RFLP analysis was also the basis for early methods of genetic fingerprinting, useful in the identification of samples retrieved from crime scenes, in the determination of paternity, and in the characterization of genetic diversity or breeding patterns in animal populations.
The technique for RFLP analysis is, however, slow and cumbersome. It requires a large amount of sample DNA, and the combined process of probe labeling, DNA fragmentation, electrophoresis, blotting, hybridization, washing, and autoradiography can take up to a month to complete. A limited version of the RFLP method that used oligonucleotide probes was reported in 1985. The results of the Human Genome Project have largely replaced the need for RFLP mapping, and the identification of many single-nucleotide polymorphisms (SNPs) in that project (as well as the direct identification of many disease genes and mutations) has replaced the need for RFLP disease linkage analysis (see SNP genotyping). The analysis of VNTR alleles continues, but is now usually performed by polymerase chain reaction (PCR) methods. For example, the standard protocols for DNA fingerprinting involve PCR analysis of panels of more than a dozen VNTRs.

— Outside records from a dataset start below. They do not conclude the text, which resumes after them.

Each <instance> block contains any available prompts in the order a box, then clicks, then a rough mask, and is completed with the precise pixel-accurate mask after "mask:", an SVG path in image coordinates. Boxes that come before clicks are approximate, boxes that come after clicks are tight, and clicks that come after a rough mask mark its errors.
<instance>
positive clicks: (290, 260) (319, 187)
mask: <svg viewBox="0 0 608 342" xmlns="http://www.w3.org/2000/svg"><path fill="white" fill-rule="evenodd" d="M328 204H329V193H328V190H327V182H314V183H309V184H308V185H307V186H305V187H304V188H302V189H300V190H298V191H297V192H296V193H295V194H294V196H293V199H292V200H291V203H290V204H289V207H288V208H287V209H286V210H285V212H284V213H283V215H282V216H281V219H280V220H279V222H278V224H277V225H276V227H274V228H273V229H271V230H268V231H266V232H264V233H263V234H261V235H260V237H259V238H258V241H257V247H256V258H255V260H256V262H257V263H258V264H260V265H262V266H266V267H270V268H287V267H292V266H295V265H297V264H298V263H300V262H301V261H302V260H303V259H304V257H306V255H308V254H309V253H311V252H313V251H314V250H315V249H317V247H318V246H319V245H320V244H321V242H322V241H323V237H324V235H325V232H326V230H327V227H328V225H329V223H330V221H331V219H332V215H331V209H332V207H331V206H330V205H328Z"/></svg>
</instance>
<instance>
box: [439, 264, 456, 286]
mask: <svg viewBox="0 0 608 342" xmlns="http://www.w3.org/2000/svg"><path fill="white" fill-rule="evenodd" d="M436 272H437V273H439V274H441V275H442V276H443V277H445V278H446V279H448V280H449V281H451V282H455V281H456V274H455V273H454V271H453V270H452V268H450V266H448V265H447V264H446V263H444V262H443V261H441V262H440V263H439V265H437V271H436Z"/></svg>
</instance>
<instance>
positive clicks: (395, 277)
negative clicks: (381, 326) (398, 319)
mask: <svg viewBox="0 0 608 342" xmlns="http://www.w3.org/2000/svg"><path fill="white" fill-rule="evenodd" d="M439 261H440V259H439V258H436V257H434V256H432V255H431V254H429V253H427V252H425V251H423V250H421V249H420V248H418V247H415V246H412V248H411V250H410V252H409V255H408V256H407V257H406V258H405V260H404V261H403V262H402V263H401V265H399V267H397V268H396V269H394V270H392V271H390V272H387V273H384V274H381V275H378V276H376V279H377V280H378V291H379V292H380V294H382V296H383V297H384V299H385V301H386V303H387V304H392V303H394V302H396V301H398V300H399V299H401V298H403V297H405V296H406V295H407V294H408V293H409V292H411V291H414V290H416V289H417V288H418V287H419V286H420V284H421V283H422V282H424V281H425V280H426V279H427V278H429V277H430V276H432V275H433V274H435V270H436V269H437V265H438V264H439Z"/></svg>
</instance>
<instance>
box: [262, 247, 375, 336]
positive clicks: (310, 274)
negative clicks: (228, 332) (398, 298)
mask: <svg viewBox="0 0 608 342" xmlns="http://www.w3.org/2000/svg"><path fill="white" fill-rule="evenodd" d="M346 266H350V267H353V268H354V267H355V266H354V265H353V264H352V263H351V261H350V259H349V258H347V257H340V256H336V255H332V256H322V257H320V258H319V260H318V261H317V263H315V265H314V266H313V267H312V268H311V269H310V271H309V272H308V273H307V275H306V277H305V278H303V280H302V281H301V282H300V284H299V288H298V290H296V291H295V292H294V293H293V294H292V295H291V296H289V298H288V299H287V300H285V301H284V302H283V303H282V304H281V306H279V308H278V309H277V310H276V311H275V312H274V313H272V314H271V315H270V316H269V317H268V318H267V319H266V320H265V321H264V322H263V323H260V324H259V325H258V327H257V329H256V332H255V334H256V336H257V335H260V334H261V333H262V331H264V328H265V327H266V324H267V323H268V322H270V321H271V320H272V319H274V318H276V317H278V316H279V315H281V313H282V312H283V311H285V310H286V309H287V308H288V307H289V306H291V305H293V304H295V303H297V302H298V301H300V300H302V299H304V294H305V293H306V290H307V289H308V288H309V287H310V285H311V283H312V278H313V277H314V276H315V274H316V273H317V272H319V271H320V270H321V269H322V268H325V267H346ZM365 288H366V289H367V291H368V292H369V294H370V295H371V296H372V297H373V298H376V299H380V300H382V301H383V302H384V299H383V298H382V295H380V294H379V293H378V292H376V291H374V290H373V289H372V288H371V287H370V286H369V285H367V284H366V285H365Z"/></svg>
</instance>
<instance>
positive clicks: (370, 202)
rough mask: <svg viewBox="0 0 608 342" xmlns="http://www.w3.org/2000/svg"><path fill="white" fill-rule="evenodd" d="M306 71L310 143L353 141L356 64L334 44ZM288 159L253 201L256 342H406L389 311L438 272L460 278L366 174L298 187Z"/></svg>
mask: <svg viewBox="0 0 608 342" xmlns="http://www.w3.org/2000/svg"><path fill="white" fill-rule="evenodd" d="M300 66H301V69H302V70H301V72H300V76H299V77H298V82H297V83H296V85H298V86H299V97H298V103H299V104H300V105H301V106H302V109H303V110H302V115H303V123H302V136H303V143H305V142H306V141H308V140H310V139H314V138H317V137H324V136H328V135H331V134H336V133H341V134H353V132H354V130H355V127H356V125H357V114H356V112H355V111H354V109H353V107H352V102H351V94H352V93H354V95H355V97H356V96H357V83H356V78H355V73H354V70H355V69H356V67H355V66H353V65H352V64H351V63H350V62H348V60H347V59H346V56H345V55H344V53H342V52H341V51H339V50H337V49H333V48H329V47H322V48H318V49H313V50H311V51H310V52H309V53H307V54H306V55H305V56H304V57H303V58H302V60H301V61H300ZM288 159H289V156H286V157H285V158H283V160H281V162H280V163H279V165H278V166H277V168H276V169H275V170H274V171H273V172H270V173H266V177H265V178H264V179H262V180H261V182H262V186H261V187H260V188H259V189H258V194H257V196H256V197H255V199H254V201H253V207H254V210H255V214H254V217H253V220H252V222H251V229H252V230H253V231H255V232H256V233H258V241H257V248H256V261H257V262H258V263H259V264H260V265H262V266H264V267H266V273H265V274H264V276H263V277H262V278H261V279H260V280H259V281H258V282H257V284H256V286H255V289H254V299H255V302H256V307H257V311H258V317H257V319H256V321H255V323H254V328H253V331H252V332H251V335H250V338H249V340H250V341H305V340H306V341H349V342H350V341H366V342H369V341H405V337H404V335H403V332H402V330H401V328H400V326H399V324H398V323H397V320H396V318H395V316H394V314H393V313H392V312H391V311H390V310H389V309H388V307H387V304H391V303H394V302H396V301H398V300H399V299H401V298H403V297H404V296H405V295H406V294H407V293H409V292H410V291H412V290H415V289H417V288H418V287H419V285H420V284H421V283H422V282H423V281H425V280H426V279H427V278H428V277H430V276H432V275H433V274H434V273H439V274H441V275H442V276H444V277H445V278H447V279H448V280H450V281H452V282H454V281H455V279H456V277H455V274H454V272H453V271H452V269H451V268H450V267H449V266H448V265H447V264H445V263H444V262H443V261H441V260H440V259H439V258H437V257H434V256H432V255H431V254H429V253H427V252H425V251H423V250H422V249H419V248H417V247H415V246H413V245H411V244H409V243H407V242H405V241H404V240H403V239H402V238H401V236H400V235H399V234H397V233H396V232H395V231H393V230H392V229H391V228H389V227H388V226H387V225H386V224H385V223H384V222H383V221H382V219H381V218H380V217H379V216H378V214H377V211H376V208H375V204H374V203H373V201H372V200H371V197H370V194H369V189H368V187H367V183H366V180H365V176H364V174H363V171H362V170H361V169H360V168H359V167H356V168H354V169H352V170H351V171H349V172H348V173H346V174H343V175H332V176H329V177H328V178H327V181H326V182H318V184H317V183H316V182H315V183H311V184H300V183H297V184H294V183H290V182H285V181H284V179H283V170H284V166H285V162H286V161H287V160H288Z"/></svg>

RFLP is still used in marker-assisted selection. Terminal restriction fragment length polymorphism (TRFLP or sometimes T-RFLP) is a technique initially developed for characterizing bacterial communities in mixed-species samples. The technique has also been applied to other groups including soil fungi. TRFLP works by PCR amplification of DNA using primer pairs that have been labeled with fluorescent tags. The PCR products are then digested using RFLP enzymes and the resulting patterns visualized using a DNA sequencer. The results are analyzed either by simply counting and comparing bands or peaks in the TRFLP profile, or by matching bands from one or more TRFLP runs to a database of known species. The technique is similar in some aspects to temperature gradient or denaturing gradient gel electrophoresis (TGGE and DGGE).
The sequence changes directly involved with an RFLP can also be analyzed more quickly by PCR. Amplification can be directed across the altered restriction site, and the products digested with the restriction enzyme. This method has been called Cleaved Amplified Polymorphic Sequence (CAPS). Alternatively, the amplified segment can be analyzed by allele-specific oligonucleotide (ASO) probes, a process that can often be done by a simple dot blot.